Todd is generally positive and upbeat, even amid devastating loss, but he doesn’t talk much about his feelings. He just plays the cards he’s been dealt. In some ways his grace and stoicism have helped our family compartmentalize his ALS.

We’ve made an effort to allow our kids to live as normally as possible, doing such things as having Todd’s caregivers use a separate entrance to his office so the kids have their own private family space. We don’t ask the kids to help a lot with their father’s personal care, except for occasionally adjusting an arm or getting him removed from or set up on his ventilator (although they both know how to help him cough in an emergency). We have family movie nights, play board games, and talk about current events.

We rarely talk about ALS.

What we share

When it’s just the two of us, Todd and I often joke about the difficulty of living with a disability and his short prognosis, which inexplicably keeps extending to the horizon.

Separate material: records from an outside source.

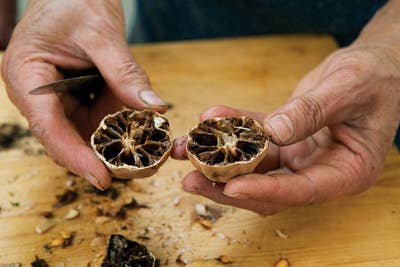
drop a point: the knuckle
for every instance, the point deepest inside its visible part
(311, 110)
(130, 72)
(37, 129)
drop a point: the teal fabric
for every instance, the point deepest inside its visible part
(160, 20)
(163, 20)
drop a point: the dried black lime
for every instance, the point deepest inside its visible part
(122, 252)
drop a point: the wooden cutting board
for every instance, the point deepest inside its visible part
(252, 73)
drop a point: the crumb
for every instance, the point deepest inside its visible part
(282, 263)
(38, 262)
(47, 214)
(224, 259)
(281, 234)
(66, 198)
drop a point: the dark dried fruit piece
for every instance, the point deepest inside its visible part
(133, 144)
(10, 132)
(222, 148)
(127, 253)
(38, 262)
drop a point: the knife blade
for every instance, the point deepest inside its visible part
(73, 85)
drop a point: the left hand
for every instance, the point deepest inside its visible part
(333, 135)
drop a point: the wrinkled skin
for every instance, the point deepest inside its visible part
(339, 126)
(72, 34)
(7, 21)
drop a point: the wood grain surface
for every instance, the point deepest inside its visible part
(253, 73)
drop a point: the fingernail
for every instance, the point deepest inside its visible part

The other day, Todd had me check how many boxes of disposable gloves were left in the case underneath his bed. He’d ordered 10 boxes of 100 disposable nitrile exam gloves in April, and he had two boxes left.

“Ugh. I thought I had a lifetime supply,” Todd said. “I guess I’ll have to order one last time.”

It’s better to laugh than cry.

Life would be too sad if we were always talking about our grief, but I feel a deeper connection with Todd in those rare moments when he opens up about his sense of loss.

I miss his hugs, and I wish we could be one of those couples walking hand-in-hand along the waterfront. I wish Todd were beside me at our daughter’s dance performance rather than having to watch my mobile phone recording of it later. I wish Todd could be in the backyard throwing a football with our son — he’d have been able to throw harder and farther than I can. I wish we could go on a date to a nice restaurant.

I long for what was, and I’m wistful for what will never be. When Todd named the things he wishes he could do, I felt less alone in my grief — because I miss the same things he does.